Bullfights in this style consist of three tercios, or stages, in which the bull first endures repeated stabbings from horsemen wielding lances; then piercings by banderilleros carrying colorfully decorated, barbed sticks called banderillas. In the final stage, the tercio de muerte, the matador aims to kill the bull by piercing its heart with a sword thrust between the shoulder blades. Bullfight fans I’ve interviewed attribute the blow to the sport’s popularity to growing international awareness of animal-cruelty issues, as well as rising ticket prices, a lack of innovation in the sport, and even Walt Disney films that make animals seem like human characters.

The Colombian case is just one example of a worldwide decline. Spain’s Catalonia region banned bullfights in 2010; Panama did the same in 2012, as did the state of Sonora in Mexico in 2013. Ecuador hasn’t banned fights altogether, but the capital city of Quito no longer permits killing the bull as part of the event. France, too, has stopped short of banning bullfights, but in June a French court ruled that bullfighting should be taken off the country’s cultural-heritage list.
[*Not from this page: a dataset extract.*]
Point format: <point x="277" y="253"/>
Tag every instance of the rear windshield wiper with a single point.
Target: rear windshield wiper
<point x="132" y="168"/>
In Colombia, as elsewhere, the sport’s fate reflects a tension between local traditions and international values. As the columnist Julian Lopez de Mesa Samudio wrote in the Colombian newspaper El Espectador:

Bullfighting is the battlefield of two value systems that are seemingly mutually exclusive: On one side is the undeniable cultural heritage of Hispanidad [the Spanish]; on the other hand are the newest animal rights and ecological and environmental values whose importance has increased over the past decade. We are at a crucial moment; a moment that almost never occurs so brutally. We are witnessing the disappearance of a tradition, questionable or not, but after all, a cultural tradition that for many years has been part of being Colombian.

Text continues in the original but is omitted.